Johnson & Johnson (NYSE:JNJ) engages in the research and development, manufacture, and sale of various products in the health care field worldwide. The company operates in three segments: Consumer, Pharmaceutical, and Medical Devices and Diagnostics. This dividend aristocrat has paid uninterrupted dividends on its common stock since 1944 and increased payments to common shareholders every for 49 consecutive years. One of the largest shareholders is no other but Warren Buffett’s Berkshire Hathaway (NYSE:BRK.B).
The company’s last dividend increase was in when the Board of Directors approved a 5.60% increase to 57 cents/share. Johnson & Johnson's major competitors include Abbott Laboratories (NYSE:ABT), Bristol Myers Squibb (NYSE:BMY) and Novartis (NYSE:NVS).
Over the past decade this dividend growth stock has delivered an annualized total return of 3.50% to its shareholders.
The company has managed to deliver an 11.20% annual increase in EPS since 2001. Analysts expect Johnson & Johnson to earn $4.97 per share in 2011 and $5.23 per share in 2012. In comparison Johnson & Johnson earned $4.78 /share in 2010. The company has managed to consistently repurchase 1.40% of its outstanding shares on average in each year over the past decade.

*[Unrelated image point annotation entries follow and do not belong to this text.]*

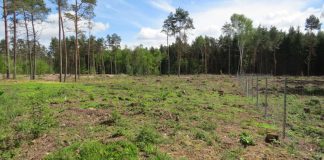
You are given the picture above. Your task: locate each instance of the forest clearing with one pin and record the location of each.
(159, 117)
(162, 80)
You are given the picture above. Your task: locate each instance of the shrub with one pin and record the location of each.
(147, 136)
(246, 139)
(97, 150)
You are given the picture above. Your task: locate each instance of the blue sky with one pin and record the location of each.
(139, 21)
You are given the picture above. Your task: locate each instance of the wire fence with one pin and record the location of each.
(275, 97)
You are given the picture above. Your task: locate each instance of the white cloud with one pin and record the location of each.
(49, 28)
(163, 5)
(209, 21)
(150, 37)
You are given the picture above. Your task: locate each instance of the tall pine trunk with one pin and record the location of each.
(229, 59)
(60, 44)
(6, 38)
(76, 40)
(15, 38)
(89, 45)
(28, 46)
(34, 48)
(65, 49)
(169, 62)
(275, 62)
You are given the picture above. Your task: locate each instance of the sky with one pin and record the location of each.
(140, 21)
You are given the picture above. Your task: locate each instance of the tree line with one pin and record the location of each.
(241, 48)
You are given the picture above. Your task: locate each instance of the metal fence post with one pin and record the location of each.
(285, 111)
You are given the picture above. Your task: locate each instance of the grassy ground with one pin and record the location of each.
(123, 117)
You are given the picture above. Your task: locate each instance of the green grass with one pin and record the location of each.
(146, 119)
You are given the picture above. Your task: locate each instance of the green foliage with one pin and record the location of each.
(147, 136)
(246, 139)
(232, 154)
(95, 150)
(42, 67)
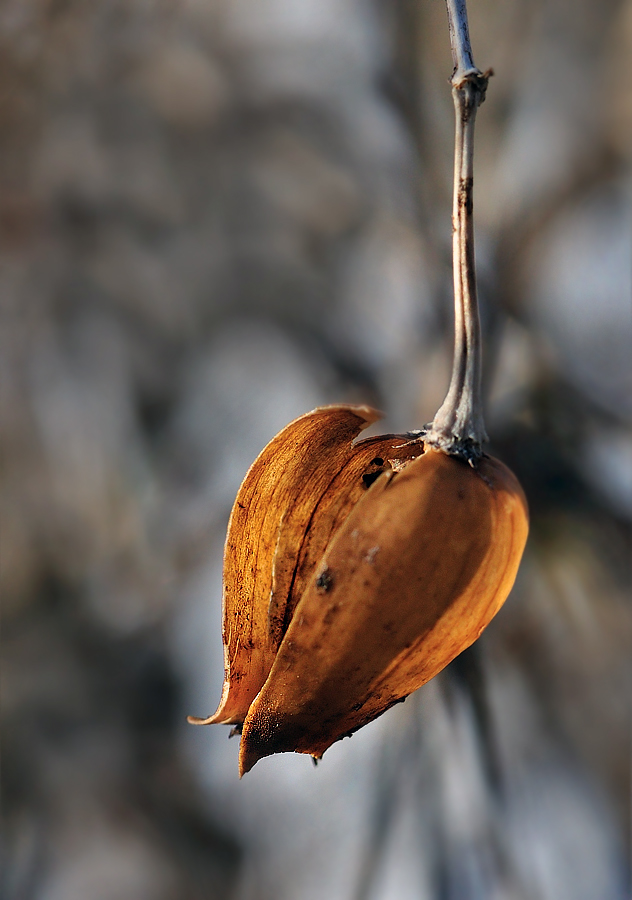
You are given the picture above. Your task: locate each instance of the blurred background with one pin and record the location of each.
(216, 215)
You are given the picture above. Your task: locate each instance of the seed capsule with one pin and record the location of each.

Johnson & Johnson has a diversified product line across medical devices, consumer products and drugs, which should serve it well in the future. In addition ot that Johnson & Johnson is expanding into new long term opportunities such as vaccines business of Crucell NV. Emerging market growth and opportunities for cost restructurings should further help the company in squeezing out extra profits in the long run. Sales in drugs like Simponi, Stelara, Zytiga, Edurant, Incivek, Xaralto and Prezista should more than offset the generic erosion from older drugs which are losing their patent protection. The acquisition of Synthes, which is expected to be completed by the first half of 2012, is expected to generate significant synergies for Johnson & Johnson.
The company’s return on equity has remained between 25% and 30% over the past decade.
Rather than focus on absolute values for this indicator, I generally want to see at least a stable return on equity over time.
The annual dividend payment has increased by 13% per year since 2002, which is higher than to the growth in EPS.
A 13% growth in distributions translates into the dividend payment doubling every five and a half years. If we look at historical data, going as far back as 1971 we see that Johnson & Johnson has actually managed to double its dividend every five years on average.
The dividend payout ratio has increased from 38% in 2001 to 44% in 2010. A lower payout is always a plus, since it leaves room for consistent dividend growth minimizing the impact of short-term fluctuations in earnings.
Currently Johnson & Johnson is attractively valued at 14.50 times earnings, has a sustainable dividend payout and yields 3.50%. The current EPS of $4.53 used to calculate the P/E ratio is derived by adding back one time charges of $2.90 Billion ($1.05/share). I recently added to my position in the stock.